Dans un message publié le 13 mars, la Conférence des évêques catholiques de Birmanie (CBCM) a désigné le jeudi 26 mars comme journée de prière et de jeûne pour la paix, alors que le pays d’Asie du Sud-Est continue de subir la guerre civile et la crise globale qui ont été provoquées par le coup d’État militaire de 2021.
La lettre, signée par le cardinal Charles Maung Bo, président de la CBCM, et par Mgr Noel Saw Naw Aye, secrétaire général, s’adresse à tous les « enfants de Dieu », en souhaitant que « la paix de Jésus Christ soit avec tous ».
À l’approche de la Semaine Sainte et des fêtes pascales, les évêques birmans rappellent que « pour l’Église catholique, le temps saint du Carême est l’occasion de redoubler d’efforts dans la pénitence, la conversion du cœur et la relation intime avec Dieu ». Ils ajoutent que cette période sainte du Carême encourage les fidèles catholiques à approfondir leur engagement dans la prière, le jeûne et la charité.
Ils insistent en particulier sur la nécessité de prier spécialement pour la paix, non seulement en Birmanie, mais aussi dans toutes les zones de conflits à travers le monde, notamment au Moyen-Orient. « Nous vous remercions sincèrement pour vos prières pour la paix.

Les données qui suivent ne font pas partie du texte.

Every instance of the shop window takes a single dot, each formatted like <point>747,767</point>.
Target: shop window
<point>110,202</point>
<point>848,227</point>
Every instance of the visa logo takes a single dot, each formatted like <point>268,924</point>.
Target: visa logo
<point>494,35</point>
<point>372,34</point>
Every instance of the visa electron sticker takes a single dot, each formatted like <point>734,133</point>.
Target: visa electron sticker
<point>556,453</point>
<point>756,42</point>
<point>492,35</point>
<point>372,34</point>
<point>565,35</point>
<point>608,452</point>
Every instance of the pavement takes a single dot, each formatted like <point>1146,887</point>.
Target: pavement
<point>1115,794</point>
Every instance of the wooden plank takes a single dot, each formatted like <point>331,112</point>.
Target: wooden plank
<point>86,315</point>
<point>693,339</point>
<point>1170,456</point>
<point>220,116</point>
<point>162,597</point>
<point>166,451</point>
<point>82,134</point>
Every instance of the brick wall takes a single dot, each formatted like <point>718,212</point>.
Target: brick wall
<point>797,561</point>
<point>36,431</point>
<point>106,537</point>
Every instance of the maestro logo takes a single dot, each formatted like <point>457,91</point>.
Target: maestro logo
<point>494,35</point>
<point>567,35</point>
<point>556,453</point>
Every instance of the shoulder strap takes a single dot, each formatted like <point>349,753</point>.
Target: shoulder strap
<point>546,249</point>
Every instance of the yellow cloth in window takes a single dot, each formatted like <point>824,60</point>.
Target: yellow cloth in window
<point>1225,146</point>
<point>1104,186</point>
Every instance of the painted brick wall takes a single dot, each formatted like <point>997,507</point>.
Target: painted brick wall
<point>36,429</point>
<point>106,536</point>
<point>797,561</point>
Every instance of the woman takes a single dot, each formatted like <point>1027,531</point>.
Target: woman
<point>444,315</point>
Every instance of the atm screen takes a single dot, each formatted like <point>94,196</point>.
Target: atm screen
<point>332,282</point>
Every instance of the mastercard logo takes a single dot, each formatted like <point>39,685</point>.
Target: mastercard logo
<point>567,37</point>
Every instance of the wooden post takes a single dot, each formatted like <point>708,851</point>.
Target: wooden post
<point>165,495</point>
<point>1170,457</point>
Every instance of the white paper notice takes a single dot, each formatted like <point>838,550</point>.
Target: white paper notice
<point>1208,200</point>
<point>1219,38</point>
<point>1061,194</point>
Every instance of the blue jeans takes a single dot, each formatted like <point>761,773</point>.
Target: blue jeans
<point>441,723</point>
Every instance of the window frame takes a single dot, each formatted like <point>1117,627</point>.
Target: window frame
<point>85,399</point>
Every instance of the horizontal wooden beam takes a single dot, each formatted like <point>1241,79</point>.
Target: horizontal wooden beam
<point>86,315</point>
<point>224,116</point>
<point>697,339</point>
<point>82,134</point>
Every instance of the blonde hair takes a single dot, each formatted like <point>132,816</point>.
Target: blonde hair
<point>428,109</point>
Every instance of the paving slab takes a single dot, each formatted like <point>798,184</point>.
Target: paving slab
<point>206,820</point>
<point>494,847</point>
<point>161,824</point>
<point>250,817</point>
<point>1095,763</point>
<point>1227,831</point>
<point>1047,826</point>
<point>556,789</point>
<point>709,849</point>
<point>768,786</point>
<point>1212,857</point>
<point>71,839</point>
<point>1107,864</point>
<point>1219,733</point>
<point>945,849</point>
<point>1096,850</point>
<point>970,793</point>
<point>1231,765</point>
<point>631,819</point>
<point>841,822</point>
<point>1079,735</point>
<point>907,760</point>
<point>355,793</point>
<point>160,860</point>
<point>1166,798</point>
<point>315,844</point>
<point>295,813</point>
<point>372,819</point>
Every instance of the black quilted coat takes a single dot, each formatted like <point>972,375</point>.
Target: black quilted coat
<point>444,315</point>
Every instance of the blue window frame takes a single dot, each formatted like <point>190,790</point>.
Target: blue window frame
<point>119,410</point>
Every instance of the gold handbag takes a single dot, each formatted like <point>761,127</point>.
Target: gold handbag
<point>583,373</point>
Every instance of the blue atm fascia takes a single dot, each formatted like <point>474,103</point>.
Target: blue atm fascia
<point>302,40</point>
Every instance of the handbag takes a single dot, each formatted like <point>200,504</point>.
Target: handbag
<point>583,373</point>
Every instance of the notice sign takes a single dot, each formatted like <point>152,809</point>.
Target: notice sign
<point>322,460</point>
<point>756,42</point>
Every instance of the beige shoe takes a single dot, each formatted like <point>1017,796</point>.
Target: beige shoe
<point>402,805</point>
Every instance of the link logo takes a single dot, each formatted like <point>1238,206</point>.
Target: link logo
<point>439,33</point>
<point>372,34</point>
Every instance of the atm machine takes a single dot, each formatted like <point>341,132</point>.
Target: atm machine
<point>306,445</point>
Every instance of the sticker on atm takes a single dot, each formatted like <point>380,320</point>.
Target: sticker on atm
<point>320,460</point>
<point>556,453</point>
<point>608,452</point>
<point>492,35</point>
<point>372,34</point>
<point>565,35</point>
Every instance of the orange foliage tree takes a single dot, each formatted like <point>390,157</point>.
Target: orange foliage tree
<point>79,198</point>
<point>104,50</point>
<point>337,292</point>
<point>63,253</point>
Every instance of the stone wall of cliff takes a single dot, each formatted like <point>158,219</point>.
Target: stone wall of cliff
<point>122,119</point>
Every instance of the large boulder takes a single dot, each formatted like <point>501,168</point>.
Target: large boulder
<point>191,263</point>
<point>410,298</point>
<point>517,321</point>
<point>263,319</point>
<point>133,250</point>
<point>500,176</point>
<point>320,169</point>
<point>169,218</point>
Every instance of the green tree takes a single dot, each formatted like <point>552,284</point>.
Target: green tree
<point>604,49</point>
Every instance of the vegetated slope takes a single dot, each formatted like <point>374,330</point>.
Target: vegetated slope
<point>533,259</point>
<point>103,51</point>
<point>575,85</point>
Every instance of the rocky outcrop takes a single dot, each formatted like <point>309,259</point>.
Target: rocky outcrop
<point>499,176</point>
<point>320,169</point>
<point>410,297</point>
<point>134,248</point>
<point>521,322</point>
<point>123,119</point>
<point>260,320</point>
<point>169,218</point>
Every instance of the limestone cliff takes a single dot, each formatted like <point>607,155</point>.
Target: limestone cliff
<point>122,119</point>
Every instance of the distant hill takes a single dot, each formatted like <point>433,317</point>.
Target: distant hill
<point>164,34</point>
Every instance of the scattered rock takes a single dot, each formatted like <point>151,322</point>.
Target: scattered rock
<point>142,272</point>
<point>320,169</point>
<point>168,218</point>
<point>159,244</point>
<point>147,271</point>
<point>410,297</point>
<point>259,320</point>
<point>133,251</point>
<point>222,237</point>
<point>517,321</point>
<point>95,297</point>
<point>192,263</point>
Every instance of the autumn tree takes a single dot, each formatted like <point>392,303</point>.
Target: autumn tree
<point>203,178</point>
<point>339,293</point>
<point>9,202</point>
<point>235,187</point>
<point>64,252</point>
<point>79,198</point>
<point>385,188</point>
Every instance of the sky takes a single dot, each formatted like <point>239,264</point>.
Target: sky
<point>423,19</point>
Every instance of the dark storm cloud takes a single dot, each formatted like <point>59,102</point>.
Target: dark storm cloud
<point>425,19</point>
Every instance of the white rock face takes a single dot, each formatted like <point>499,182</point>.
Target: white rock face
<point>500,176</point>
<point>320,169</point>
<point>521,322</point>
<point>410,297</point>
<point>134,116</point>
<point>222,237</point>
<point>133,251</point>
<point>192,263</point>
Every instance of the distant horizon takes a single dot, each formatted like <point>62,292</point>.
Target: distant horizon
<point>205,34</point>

Comme le rappelle aussi Sa Sainteté le pape Léon XIV, la paix est bâtie sur l’expérience concrète de l’amour, de la compassion et de la compréhension mutuelle dans la vie quotidienne ».
« Nous continuons de porter la Croix au milieu du conflit »
Dans cet esprit, la Conférence épiscopale birmane a désigné le 26 mars comme « journée spéciale de prière fervente et de jeûne pour la Birmanie », en encourageant les fidèles à participer à cette initiative en priant « pour que Dieu donne sa paix au monde et à la Birmanie, et que grandissent la compréhension mutuelle et l’unité ».
Le pays est en effet confronté à une instabilité politique prolongée et à la guerre depuis la prise de pouvoir militaire de 2021, et de nombreuses communautés ont subi des déplacements de population, des difficultés économiques et des violences.
C’est pourquoi les évêques invitent à jeûner pour « s’unir aux souffrances de Jésus Christ, en offrant nos souffrances pour la conversion et l’unité des cœurs ». Enfin, ils demandent de mettre en œuvre des efforts de charité en « venant en aide aux personnes souffrantes et en faisant des dons ».
Le cardinal Bo, archevêque de Rangoun, et Mgr Saw, évêque auxiliaire, terminent leur lettre en invitant à « garder dans nos cœurs la prière de saint François d’Assise pour la paix ». La journée de prière et de jeûne du 26 mars vise à unir la communauté catholique de Birmanie dans un appel collectif à la paix, à la guérison et à la réconciliation dans le pays.
Comme l’a déclaré récemment le père Girish Santiago, supérieur jésuite, interrogé par l’agence Licas, « pour nous, ce temps de Carême n’est pas seulement une période de renoncement, mais un cheminement spirituel qui fait écho aux souffrances qui nous entourent ». Le prêtre a rappelé que le Carême se déroule dans l’ombre de la guerre en Birmanie, non seulement depuis cinq ans mais aussi « depuis sept décennies ». « Nous continuons de porter la Croix au milieu du conflit », a-t-il assuré en demandant la paix intérieure et la réconciliation nationale.